Railroad veterans Heather Anckner and Andrew Beh stepped into the world of education by purchasing Sylvan Learning of Ponte Vedra Beach in early January. Now, the business partners have set their sights on reaching underprivileged youth and opening satellite locations throughout St. Johns County.
Sylvan Learning Center of Ponte Vedra Beach was open for 16 years prior to its recent change in ownership. Anckner said she met Beh, a former high school math teacher, in the railroad industry and connected with the previous owners of the Ponte Vedra Sylvan location through their consulting firm. Soon enough, Beh and Anckner developed a mutual interest in purchasing a Sylvan Learning Center location in St. Johns County.
Anckner said she was inspired to get involved in education after meeting one of Sylvan’s former owners at a conference in Texas. During the conference, she told a story about her second-grade son and how bored he was at school due to being ahead of his peers. The former owner responded by pointing Anckner to Sylvan.
“From there I learned more about the actual franchise and how supportive the environment was and how it really helps every kid,” she said. “I love anything that has to do with kids and reading and learning and excelling.”
Anckner immediately connected with the franchise because she struggled with dyslexia in school, which posed challenges for her as a child.
"I was fortunate that I didn't have academic challenges,” Anckner said. “But I had struggles and frustrations with reading and such. To come into an environment like this where [Sylvan teachers] can help any kid just amazes me. So that's why we decided to take this leap of faith into education."
The negotiation phase with Sylvan was short, Anckner said, but the approval period took three months.
“Sylvan doesn't let just anyone buy a franchise," she noted. "They go through a very arduous process to make sure you're the type of owners they want to have; they make sure you have valid business plans."
Having negotiated the purchases of $50-100 million railroads, Anckner said the financial side of purchasing Sylvan was “small in comparison” to her railroad work. However, the vetting process put Anckner and Beh under a microscope because Sylvan wanted to ensure the new owners would run the location efficiently and promote honorable values. Anckner and Beh weren’t scared away by the arduous vetting, she said. In fact, the process made the railroaders feel more secure about their decision.
"We went up to their corporate offices," Anckner said. "We were required to take orientation classes, we were required to meet everyone from their COO to their PR people. You name it, we had to meet them and understand the process and understand their way of doing things before we made the decision that this is really something we want to move forward with."

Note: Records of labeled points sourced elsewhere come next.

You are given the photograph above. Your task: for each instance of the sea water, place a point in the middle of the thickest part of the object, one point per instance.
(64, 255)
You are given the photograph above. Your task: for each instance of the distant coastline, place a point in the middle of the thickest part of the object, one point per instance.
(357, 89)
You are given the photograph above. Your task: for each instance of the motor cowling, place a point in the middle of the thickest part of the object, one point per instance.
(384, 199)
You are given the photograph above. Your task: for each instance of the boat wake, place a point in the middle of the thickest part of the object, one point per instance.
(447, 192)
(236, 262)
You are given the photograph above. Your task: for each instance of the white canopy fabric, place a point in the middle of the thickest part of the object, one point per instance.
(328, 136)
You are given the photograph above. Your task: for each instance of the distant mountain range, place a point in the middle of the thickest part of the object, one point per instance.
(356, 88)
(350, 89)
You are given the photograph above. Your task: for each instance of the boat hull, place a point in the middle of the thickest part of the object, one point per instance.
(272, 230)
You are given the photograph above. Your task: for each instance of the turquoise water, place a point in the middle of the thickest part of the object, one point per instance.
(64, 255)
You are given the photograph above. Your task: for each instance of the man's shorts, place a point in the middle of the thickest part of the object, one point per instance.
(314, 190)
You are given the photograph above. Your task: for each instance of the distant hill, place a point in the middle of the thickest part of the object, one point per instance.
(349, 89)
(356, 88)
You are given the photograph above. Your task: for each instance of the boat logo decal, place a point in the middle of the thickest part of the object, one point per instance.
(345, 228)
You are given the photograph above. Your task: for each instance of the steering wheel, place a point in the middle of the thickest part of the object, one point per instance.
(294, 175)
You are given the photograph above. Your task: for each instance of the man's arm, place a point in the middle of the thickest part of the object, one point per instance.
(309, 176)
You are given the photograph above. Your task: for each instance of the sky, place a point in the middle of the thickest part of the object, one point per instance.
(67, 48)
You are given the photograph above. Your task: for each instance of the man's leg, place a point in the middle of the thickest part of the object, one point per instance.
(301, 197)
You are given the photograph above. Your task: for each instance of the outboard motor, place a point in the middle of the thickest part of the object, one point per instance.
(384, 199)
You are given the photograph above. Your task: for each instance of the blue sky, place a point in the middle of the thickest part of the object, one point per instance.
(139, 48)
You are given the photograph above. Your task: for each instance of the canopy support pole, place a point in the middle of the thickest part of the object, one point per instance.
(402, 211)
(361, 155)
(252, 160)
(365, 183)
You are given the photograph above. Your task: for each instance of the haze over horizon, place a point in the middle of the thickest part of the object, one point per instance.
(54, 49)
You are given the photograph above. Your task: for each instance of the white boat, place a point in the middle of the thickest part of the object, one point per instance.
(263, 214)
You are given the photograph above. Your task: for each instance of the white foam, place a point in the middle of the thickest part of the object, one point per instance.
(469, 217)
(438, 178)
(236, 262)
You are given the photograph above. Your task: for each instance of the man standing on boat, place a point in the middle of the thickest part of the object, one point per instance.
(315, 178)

Speaking of moving forward, Anckner plans on reaching more children in more communities throughout St. Johns County since the railroaders’ franchise agreement covers the entire county.

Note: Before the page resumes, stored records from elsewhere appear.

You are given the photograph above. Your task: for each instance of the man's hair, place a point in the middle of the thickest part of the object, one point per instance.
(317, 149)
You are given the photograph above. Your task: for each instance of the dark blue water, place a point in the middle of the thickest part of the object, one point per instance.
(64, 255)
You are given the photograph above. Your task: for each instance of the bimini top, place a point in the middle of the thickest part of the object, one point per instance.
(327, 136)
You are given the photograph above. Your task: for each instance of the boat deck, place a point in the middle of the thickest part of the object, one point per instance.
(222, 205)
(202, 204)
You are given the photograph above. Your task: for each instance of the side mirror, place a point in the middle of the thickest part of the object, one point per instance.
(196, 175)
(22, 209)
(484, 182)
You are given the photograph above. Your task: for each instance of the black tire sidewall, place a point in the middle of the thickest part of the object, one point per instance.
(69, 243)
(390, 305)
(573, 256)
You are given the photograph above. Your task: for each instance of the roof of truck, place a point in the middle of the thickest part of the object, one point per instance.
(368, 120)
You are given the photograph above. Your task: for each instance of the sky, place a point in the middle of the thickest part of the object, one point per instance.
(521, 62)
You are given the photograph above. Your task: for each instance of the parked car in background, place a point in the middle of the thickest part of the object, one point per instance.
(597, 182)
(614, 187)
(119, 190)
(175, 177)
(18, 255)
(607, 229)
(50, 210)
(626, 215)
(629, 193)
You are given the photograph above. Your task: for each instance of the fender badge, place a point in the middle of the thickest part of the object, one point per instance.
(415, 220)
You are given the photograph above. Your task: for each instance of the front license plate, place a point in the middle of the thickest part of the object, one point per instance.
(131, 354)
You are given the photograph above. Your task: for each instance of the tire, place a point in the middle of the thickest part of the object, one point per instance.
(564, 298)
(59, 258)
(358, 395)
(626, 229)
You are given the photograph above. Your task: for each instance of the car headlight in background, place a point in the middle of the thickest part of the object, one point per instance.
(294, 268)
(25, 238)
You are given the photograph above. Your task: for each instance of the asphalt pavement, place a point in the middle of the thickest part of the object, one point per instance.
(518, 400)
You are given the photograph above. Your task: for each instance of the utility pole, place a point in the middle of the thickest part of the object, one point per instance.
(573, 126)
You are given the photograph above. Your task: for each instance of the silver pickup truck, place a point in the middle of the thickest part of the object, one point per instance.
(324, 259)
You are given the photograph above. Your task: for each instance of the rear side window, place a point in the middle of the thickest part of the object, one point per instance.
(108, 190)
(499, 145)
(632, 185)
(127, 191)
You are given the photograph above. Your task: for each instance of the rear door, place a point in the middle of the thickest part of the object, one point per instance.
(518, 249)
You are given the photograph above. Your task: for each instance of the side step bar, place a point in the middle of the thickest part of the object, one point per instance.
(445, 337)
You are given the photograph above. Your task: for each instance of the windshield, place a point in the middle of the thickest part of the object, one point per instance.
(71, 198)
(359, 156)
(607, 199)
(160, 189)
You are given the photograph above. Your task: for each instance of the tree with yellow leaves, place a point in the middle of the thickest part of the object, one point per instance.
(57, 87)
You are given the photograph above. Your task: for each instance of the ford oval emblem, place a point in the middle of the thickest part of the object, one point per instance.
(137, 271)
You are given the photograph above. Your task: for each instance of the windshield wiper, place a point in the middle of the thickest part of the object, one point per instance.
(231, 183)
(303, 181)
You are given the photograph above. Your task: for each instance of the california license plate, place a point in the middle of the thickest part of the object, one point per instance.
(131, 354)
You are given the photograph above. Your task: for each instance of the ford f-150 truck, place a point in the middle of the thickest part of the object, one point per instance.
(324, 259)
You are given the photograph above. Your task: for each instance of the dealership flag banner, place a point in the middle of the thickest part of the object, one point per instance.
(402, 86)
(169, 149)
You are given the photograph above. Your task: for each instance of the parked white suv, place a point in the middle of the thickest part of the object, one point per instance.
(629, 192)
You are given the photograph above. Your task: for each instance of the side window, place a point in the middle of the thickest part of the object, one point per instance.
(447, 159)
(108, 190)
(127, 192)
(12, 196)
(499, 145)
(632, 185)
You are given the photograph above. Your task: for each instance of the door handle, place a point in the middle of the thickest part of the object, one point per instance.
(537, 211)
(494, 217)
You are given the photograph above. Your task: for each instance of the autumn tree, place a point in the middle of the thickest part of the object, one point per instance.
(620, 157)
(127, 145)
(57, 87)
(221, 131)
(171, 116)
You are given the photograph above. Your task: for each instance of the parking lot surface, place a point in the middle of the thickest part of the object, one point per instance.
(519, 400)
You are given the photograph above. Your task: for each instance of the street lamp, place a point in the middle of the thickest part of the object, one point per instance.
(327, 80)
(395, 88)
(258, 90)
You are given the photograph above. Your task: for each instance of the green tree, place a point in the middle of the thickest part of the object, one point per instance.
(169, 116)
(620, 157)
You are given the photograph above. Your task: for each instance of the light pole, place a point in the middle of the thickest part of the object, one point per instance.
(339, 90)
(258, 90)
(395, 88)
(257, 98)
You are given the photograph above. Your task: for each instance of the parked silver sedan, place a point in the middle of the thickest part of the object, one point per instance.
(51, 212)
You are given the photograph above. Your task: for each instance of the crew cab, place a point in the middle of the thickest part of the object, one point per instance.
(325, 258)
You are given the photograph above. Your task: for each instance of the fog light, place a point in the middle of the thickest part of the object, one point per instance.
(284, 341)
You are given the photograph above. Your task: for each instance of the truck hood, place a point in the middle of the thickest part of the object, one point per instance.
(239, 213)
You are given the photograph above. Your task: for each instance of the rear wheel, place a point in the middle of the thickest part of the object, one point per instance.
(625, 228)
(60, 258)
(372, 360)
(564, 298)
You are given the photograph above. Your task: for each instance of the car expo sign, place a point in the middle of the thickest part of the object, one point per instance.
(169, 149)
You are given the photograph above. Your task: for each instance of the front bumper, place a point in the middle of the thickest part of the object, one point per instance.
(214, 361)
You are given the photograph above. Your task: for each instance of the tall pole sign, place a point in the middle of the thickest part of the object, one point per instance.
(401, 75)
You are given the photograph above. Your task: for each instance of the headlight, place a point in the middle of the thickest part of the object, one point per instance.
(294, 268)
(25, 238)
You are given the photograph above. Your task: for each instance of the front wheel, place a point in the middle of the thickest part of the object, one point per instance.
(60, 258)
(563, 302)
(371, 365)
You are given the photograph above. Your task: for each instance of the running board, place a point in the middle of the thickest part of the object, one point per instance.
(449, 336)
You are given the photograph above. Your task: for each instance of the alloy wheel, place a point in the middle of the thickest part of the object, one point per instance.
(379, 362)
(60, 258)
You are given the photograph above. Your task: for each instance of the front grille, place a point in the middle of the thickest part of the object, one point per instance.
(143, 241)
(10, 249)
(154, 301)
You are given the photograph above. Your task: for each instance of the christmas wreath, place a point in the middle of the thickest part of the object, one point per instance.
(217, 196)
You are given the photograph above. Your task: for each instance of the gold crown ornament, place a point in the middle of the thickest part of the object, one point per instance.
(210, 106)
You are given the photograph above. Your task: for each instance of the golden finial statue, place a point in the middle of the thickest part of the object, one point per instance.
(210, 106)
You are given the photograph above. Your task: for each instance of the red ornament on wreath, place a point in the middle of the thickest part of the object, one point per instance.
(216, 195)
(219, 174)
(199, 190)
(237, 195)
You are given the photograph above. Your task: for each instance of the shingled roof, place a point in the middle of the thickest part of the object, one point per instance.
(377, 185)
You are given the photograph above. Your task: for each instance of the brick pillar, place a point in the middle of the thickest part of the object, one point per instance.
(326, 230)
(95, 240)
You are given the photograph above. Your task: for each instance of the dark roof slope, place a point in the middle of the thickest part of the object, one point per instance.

"Sylvan allows you to open satellites throughout your community, and we are open to the entire St. Johns County area," Anckner said. "It gives us the ability to move into an area and have one or two or three day a week service at a location that isn't a full franchise location like this one. Andy and I would like to open a second franchise location as well in the next few years, but our first point of entry into the community is to open satellites."
Another goal Anckner has for her Sylvan branch is to work with Title I schools.
"One of the things that was really important for Andy and I when we really looked into this is to be able to help children of all economic levels," she said, "not just what you would consider the more privileged."
Anckner noted that she wants to help children without access to educational opportunities, such as tutoring services.
More about Sylvan
Anckner described Sylvan as an established presence in the community that offers "phenomenal" resources for students.
"For students that are struggling, we work with teachers," she said. "The parents have an opportunity to do a release that allows us to contact the teachers and have a three-way communication with the parent and the school system as well."
Sylvan works with students to identify their current strengths by creating an action plan that meets parental and student objectives, the railroader added. The learning center helps a wide variety of students, whether they're struggling or not.
"We have students in here that get As and are working two grade levels ahead of where they are in school," she revealed. "It's for everyone. We've got student athletes that want to make sure they get into the schools they want. And we have kids that are struggling to make the FSAs [Florida Standards Assessments] – versus being held back at the end of the year – they come here for their homework because they have a limited amount of time outside of practice in order to get their homework done."
According to Anckner, the Ponte Vedra location is one of the leading Sylvan locations for SAT/ACT test-prep. It also helps students get accepted into college and prepared for postsecondary education.
Furthermore, the center offers STEM and robotics classes for students who aren’t being challenged in other environments and want to learn something new.